When I decided to expand the theme of this blog (coming soon! keep on reading, folks!) I wondered about fitting in ramblings about the country of my birth, England, but, of course it’s a part of Great Britain or…..the British Isles – voilá it fits….happily since my trip to UK this time took in some old haunts en route to WTM.
It had been some years since I’d visited my home town, and this was pretty much a flying visit, with plans constantly being forced to change. After sitting for two hours on the sultry tarmac at South Tenerife airport due to non-functioning air conditioing, I, actually, didn’t think I could ever feel cold again! Not so!
I left a wave of heat which hadn’t eased up much since it began in late Spring, and I woke my first morning in my friend Maggie’s house to a crisp morning of crystal-clear sky and a light frost on the lawn. I pulled on clothes and grabbed the camera. Maggie and Mike live in the swathe of flat, green countryside between Blackpool and Preston, and I could see a hazy sun emerging across the fields. Mike came out to see what I was doing, bemused, I think, by my attempts to photograph the slight frosting on the grass – a sight uncommon to me, but not to him!
Suddenly, he pointed upwards and I heard a mournful cacophony which used to be very familiar. Following his pointing finger I saw the skein of geese in that unmistakable, shifting V-shape as it strung out across the blue. Years ago I’d lived in an area like this, and the excited gabbling of migrating geese was something which confirmed the onset of the “dark side” – those winter months I’d rather not remember!
It was from the geese I learned the word sehnsucht – their cries echoed that yearning inside of me to be in warmer, far-flung places as winter engulfed northern England.
A couple of days later and back on GMT, my cold fingers fumbled to capture an Irish Sea sunset from the beach at Cleveleys, north of Blackpool at what seemed a ridiculously early hour. The Promenade here has been remodeled since I was there, years ago, and its stark but graceful lines and colors now reflect those of the coastline. It was a little chill, but utterly in keeping with the place. The tide here goes out so far that you can’t even see the sea, as a small child I used to think that it disappeared over the edge of the world.
Here there was that slightly desolate feeling I used to get at this time of year. The bleak sea breeze permeated my inadequate clothing (I long ago used up all my cold-weather clothing!), and whilst I admit to pangs of nostalgia, the short walk was enough to confirm my decision to have emigrated…….it would cost me far too much in clothing to live here now, but do you see all those dots on the pictures?

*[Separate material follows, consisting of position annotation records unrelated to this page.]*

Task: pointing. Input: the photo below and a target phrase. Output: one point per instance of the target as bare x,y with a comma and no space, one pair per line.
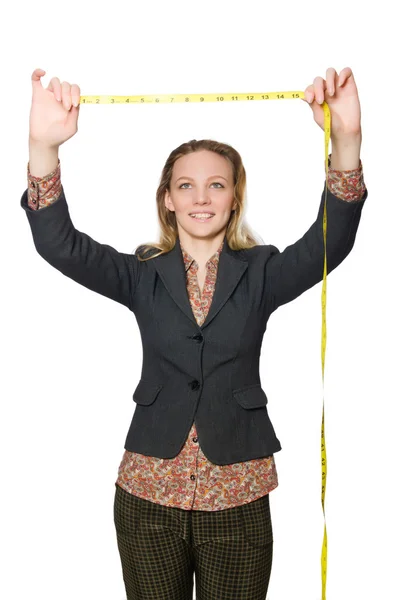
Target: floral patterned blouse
190,481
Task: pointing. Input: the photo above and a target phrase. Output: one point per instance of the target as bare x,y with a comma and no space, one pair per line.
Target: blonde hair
238,234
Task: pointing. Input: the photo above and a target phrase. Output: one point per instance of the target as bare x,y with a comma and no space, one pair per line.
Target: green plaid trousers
230,551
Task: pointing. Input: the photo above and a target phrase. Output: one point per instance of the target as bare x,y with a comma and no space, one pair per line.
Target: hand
53,121
343,103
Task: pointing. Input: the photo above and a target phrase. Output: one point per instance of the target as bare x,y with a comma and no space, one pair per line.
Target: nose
202,198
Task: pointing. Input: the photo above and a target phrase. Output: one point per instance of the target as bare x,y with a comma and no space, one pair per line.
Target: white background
72,358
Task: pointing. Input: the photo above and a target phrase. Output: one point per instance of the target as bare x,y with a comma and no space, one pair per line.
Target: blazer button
198,337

They are all folk out taking a bracing stroll – hardy, these Northerners!
What made me more nostalgic was a visit earlier in the day, with my friend, Pat, to Stanley Park in Blackpool, a place I’d been taken to as a child and in turn took my own kids. It was also close to my senior school and the place we would sneak out to on occasion to read on the grassy knolls around the lake. Here I found the Autumn I always seek at this time of year.
The golden leaves, the sunlight through the trees and all that jazz. And, speaking of jazz, we had a very nice lunch in the café by the Rose Garden, which is, apparently, seared on my memory, because I remembered it quite clearly, the Art Deco-ish decor which must have been very popular in the Blackpool of my childhood I think. Even the brass boxes on the loo doors remained, although these days you don’t have to pay – tell me how could I get nostalgic about a box on a toilet door?…..jazz because on weekends they have jazz there, which I have marked down to go see on my next summer visit! Lovely venue right by the rose garden.
My few, short days on the Fylde Coast were warmed by wonderful friendships which have weathered the years and all life’s changes; by scrumptious full-on breakfasts and home-cooked dinners; by babies – my goddaughter’s, the next generation, and by happy memories, but much as I am glad to have grown up there (I think it made me tougher, physically and perhaps mentally) I’m more than happy to return to the sunshine and the sub-tropics!